To further assess the distribution and localization of FOXA2 expression in prostate cancer, we generated cell line xenografts of PC3, NCI-H660, LNCaP, and CWR22 in immune-deficient NSG (NOD.Cg-Prkdcscid Il2rgtm1Wjl/SzJ) mice.19 Immunohistochemistry for FOXA2 in PC3 and NCI-H660 xenograft sections displayed strong nuclear expression, while no expression was found in LNCaP and CWR22 xenografts (Figure 2c). The expression pattern of FOXA2 was homogeneous in the xenografts of the two neuroendocrine prostate cancer cell lines. Our analysis of human prostate cancer cell lines confirmed that FOXA2 is specifically expressed in small cell neuroendocrine carcinoma.

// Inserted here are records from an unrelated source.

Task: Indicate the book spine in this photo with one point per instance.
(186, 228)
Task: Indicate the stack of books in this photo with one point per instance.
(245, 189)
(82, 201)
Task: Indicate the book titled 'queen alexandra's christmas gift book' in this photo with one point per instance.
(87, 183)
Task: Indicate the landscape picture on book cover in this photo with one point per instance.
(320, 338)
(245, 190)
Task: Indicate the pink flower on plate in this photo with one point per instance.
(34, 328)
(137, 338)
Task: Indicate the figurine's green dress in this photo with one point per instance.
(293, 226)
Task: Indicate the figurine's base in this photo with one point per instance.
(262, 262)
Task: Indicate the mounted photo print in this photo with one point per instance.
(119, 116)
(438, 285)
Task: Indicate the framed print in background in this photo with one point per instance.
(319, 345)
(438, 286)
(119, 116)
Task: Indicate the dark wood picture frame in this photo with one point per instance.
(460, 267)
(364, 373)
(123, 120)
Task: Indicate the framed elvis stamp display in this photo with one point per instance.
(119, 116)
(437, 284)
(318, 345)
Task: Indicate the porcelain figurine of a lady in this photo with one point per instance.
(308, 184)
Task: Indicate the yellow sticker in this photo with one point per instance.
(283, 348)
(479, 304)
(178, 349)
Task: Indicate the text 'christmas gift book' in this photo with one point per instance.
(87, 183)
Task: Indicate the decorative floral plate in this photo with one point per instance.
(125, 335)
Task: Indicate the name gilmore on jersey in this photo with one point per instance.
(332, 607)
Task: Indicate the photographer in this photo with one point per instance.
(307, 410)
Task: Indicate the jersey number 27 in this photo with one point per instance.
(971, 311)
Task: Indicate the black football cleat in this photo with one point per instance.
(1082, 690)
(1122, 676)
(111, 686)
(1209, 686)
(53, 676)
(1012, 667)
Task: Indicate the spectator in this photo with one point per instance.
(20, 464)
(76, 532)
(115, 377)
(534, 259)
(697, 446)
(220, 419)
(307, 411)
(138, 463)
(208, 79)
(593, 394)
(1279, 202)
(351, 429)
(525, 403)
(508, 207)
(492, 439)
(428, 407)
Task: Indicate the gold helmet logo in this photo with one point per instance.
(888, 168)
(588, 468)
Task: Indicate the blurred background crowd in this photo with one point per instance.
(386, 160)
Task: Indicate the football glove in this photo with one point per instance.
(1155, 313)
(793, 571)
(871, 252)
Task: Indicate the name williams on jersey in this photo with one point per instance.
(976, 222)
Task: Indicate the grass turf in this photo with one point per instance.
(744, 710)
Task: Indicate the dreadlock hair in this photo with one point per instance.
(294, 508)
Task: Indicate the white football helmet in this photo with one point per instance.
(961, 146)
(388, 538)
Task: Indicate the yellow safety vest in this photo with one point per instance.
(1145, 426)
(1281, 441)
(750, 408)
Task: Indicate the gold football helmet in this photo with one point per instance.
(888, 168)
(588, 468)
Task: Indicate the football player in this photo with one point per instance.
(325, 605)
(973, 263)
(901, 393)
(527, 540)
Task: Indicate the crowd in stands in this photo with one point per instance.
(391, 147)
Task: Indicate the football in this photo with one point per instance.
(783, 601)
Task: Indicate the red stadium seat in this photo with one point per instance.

Primary Human Small Cell Neuroendocrine Carcinoma Tissues Express High Levels of FOXA2
We next assessed FOXA2 expression in a large panel of human prostate cancer tissues. We performed immunohistochemistry for FOXA2 on multiple tissue microarrays of benign prostate, primary treatment-naive human prostate cancers including prostate adenocarcinoma without metastasis (primary adenocarcinoma), prostate adenocarcinoma with lymph node metastasis (LN+ adenocarcinoma), and primary small cell neuroendocrine carcinoma. The intensity and percentage of positive FOXA2 staining were scored by the pathologist who was blinded to the diagnosis. The majority of benign prostate tissues showed no detectable FOXA2 staining and only 11 of 149 benign tissues (7.4%) displayed focal FOXA2 staining (Figure 3a). This focal staining of FOXA2 was previously reported in a subset of basal cells expressing synaptophysin.11 Consistent with the previous findings, we also found that FOXA2 positive cells in benign prostate epithelial cells displayed expression of a neuroendocrine marker, synaptophysin (Supplementary Figure 2). In primary prostate adenocarcinomas (Gleason 6–10) without evidence of metastasis at the time of surgery, only 8 of 143 tissues (5.6%) demonstrated positive FOXA2 staining with significant variation in staining intensity between these samples (Figure 3a). None of the prostate adenocarcinomas with lymph node metastasis (N=22) showed FOXA2 expression. Strikingly, all of the small cell neuroendocrine carcinoma tissues (N=11) exhibited strong FOXA2 staining. Seven of 11 small cell neuroendocrine carcinoma tissues (63.6%) showed a high intensity (intensity 3, on a scale of 1 to 3) of FOXA2 staining (Figure 3a), whereas we only found that only one out of 11 high-grade primary prostate adenocarcinoma (Gleason 8 and 9–10) showed focal FOXA2 positivity with intensity 2 (Figure 3b). In addition, we utilized the Quick-score system18 in which the intensity of staining is multiplied by the percentage of staining to derive a composite score. The mean FOXA2 Quick-score in small cell neuroendocrine carcinoma was significantly higher than that of all other prostate adenocarcinomas analyzed (P<0.05, Holm-Sidak’s multiple comparisons test in Figure 3c). Our results confirm that FOXA2 is relatively specifically expressed in primary human small cell neuroendocrine carcinoma.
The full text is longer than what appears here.